She let out a long, slow breath and looked up at Emma sadly. “Love. That’s all I ever wanted.”
Emma knelt down and eventually slid to her knees, waiting for Regina to say more. She didn’t have to wait long.
“I tried to force love. To make people stay out of fear or necessity. Then I just gave up and took their hearts to control them.” Regina spoke but her eyes were far away now. Remembering a time long past. “I was so alone, Emma. Can you imagine day after day, year after year, of the same thing? It wasn’t any better here. The only good part was that they had no clue who I really was. It was like being anonymous. Safe, but boring.” Regina smiled a little and looked up at Emma. “Until you showed up.”
Emma laughed a little. She shrugged much like she did that first night they met. “Sorry?”
“No you’re not,” Regina countered with a full and true smile.
“Okay, not sorry,” Emma muttered and smirked at the older woman. The bright smile on Regina’s face made Emma wonder what she was like as a young girl before she went to the dark side, if she was ever really dark. “I asked you once what made you this way. You never answered that.”
With a sad sigh, Regina tapped the full boxes around her causing them to disappear. She stood and then reached her hand out to Emma who took it after only a short moment of hesitation. “I’m sure you’ve heard about Daniel.”
Emma licked her lips and tucked her hands back in her pockets. All she knew was what Snow had told her, and now she wondered how limited that view could be. “I want to hear it from you.”
Regina considered the open and curious look on Emma’s face and made a decision. “In that case, I think we need another drink. I’ll be right back.”
Emma followed her out of the closet and watched as Regina left the room to go downstairs. She sat on the end of the bed and ran her hand over the old quilt that protected the comforter. She closed her eyes and felt the intricacies of the woven fabric when something like an electric shock flew up her arm and an image flashed behind her eyes. She jerked her eyes open and pulled her hand back as if she’d been burned.
“Are you okay?” Regina questioned from the doorway. The spooked look on Emma’s face told her all she needed even if she hadn’t seen the soft cloud of red magic puffing from around Emma’s hand.
“Yeah,” Emma practically yelped. She wasn’t about to confess that she’s just seen Regina naked in that very same bed touching herself. When Regina came closer, she reached greedily for the cider and took a large gulp. She had to get her mind off of what she’d seen fast. “So, Daniel…tell me about him.”
Regina couldn’t help the amused smirk on her face. She made a mental note to come back to what had Emma looking everywhere but in her eyes. “So, yes, Daniel. My first love.”
“Not your last?” Emma stood from the bed as Regina settled down next to her. “What about Graham?”
This time when Regina laughed it was the type that reminded Emma of when she’d first met the woman - cool, distant, even cruel. “Graham wasn’t about love. He filled a void. I was lonely, Emma. Graham was the only one that wasn’t afraid to be near me so…”
“I see,” she was quite relieved to hear that.
“Daniel though,” Regina continued, “was an ideal. He loved me completely and I think he would have loved me no matter what I would have become. Though I doubt I would have become…what I did…if he had lived.”

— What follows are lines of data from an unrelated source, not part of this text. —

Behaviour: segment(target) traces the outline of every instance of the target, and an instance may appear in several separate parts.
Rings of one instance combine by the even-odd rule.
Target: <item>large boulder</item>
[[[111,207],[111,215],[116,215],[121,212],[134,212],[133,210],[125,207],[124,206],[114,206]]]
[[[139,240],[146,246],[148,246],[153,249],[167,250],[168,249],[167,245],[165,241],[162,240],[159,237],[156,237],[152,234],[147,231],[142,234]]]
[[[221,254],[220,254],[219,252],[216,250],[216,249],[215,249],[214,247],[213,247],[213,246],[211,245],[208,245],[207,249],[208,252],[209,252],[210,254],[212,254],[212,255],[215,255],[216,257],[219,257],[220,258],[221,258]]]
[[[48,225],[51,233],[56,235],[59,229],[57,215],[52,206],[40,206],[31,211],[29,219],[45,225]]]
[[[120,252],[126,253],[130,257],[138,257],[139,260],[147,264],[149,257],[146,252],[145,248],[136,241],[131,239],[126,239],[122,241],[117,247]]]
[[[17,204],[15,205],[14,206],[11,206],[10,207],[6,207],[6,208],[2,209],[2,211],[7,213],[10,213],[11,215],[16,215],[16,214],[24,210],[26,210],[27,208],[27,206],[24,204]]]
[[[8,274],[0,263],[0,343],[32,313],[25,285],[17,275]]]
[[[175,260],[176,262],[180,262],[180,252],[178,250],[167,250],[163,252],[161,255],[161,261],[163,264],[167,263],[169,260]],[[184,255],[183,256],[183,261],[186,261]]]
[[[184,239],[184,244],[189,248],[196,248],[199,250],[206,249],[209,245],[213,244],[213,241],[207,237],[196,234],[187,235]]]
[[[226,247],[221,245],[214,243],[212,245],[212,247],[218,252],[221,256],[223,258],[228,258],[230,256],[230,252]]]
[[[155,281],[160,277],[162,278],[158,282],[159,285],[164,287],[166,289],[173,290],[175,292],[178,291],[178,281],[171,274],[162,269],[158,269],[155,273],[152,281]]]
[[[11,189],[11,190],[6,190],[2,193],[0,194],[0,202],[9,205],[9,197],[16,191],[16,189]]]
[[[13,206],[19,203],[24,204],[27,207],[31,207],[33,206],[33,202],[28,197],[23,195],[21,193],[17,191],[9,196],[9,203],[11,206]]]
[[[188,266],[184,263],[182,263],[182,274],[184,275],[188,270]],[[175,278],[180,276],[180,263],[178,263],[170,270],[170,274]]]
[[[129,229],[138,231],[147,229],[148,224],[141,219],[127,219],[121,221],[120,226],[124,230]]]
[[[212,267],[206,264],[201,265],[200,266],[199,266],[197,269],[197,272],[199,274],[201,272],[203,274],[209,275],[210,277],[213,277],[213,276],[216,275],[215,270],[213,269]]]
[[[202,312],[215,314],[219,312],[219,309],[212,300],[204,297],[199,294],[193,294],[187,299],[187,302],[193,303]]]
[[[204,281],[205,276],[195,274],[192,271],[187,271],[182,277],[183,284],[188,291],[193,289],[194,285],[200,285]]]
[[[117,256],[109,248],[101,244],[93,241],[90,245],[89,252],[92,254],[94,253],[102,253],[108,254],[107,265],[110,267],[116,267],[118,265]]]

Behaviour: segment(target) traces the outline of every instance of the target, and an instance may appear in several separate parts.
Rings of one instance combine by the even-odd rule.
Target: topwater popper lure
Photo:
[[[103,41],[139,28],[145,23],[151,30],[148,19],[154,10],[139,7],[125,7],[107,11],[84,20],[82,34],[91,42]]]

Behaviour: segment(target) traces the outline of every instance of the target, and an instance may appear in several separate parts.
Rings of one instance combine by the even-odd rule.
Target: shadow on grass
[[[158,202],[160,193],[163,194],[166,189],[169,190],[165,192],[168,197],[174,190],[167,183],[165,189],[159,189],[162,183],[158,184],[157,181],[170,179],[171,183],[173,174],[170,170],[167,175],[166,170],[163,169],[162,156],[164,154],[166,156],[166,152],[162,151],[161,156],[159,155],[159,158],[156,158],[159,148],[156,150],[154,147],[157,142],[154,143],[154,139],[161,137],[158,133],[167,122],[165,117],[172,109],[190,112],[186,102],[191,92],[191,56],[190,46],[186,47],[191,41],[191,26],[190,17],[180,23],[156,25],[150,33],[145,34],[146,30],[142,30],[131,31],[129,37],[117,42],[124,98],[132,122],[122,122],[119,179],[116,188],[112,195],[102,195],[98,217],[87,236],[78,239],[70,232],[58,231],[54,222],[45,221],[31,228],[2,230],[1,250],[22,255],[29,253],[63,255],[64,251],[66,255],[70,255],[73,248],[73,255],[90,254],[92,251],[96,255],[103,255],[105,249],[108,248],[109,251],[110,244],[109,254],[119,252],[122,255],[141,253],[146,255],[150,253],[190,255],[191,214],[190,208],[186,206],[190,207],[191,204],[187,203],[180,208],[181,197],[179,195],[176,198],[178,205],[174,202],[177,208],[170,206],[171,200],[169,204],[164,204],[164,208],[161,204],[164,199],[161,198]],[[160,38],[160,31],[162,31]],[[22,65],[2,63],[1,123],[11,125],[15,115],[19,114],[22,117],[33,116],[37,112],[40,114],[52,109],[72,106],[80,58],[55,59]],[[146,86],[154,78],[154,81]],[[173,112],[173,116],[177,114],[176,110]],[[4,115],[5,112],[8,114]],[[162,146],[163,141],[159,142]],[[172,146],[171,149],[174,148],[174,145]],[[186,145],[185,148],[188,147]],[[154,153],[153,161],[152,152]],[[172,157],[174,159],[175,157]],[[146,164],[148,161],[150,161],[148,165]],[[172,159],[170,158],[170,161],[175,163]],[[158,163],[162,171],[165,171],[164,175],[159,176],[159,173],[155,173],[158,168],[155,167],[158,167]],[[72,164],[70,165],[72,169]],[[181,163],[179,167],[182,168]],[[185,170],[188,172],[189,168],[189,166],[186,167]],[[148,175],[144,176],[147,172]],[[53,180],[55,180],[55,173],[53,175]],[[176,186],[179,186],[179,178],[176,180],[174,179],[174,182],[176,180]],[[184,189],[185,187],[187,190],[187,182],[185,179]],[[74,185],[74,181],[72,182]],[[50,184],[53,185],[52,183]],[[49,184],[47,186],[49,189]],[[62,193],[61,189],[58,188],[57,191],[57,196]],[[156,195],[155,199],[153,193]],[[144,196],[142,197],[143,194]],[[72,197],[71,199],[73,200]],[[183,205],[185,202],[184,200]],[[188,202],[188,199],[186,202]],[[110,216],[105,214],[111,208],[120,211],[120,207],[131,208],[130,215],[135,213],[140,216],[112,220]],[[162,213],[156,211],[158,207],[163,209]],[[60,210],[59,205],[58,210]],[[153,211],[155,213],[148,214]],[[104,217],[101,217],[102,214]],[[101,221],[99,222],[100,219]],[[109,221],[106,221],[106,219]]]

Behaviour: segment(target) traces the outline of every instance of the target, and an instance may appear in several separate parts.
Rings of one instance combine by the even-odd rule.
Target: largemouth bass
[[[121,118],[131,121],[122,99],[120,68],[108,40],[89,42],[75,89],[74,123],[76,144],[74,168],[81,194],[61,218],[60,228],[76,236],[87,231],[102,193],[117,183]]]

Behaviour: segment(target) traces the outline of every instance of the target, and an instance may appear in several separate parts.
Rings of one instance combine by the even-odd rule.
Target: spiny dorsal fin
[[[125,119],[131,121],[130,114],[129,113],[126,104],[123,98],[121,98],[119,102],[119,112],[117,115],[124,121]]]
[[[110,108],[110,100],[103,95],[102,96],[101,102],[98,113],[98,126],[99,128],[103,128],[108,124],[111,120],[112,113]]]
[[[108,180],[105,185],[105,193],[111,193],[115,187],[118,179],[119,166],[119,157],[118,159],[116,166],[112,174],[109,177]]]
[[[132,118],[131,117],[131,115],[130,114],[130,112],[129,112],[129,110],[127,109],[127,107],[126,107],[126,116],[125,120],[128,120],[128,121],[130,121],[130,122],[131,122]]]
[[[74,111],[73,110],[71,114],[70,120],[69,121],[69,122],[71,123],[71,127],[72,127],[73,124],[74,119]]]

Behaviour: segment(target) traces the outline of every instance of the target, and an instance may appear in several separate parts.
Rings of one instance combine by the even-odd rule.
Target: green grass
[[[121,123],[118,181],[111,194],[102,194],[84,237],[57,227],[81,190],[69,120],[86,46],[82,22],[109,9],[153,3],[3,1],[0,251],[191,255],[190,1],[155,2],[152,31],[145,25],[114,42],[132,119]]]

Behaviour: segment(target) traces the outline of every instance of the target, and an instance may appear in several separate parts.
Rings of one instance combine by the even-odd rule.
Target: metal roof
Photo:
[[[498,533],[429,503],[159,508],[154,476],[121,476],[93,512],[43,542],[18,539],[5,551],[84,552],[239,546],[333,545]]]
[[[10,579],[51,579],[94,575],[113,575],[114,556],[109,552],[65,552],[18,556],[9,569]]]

“And he died?” Emma added.
Regina visibly swallowed, and got that far away look again. “He was murdered.”
This part she hadn’t heard about. “Oh.”
“By my mother,” Regina ground out the words through clenched teeth.
“And you forgave her?” Emma was incredulous. She had set her drink glass down, the liquor all but forgotten. What she was hearing was incomprehensible.
Regina shook her head and squeezed her eyes shut tight. “Never. But she was my mother and I loved her just the same.”
“But that was horrible! How could you…” The question Emma wanted to posed dangled in the air before being cut off.
“It’s complicated, dear. More than anyone else. More than even Daniel. I wanted my mother’s love and approval.” She sighed and rubbed at her forehead, where a headache was manifesting. “There was no way for me to get it than to be what she wanted.”
Emma couldn’t quite process the motivation between Regina and her mother. She walked over and sat back down on the bed next to the other woman. “She wanted you to become the Evil Queen?”
Regina shook her head and chuckled sadly. “She didn’t want me to become her. She fought so hard to not be the Miller’s daughter, turning on love herself, ripped out her own heart so she wouldn’t feel love and could give herself completely to her quest for power. Ironically, I still became her. I’m no better and I know I don’t deserve anything more than death. Honestly, it would be a reprieve.”
“No,” Emma declared. “You don’t deserve your mother’s fate. You know what’s happening and you know how to stop it. You know you just need to change.”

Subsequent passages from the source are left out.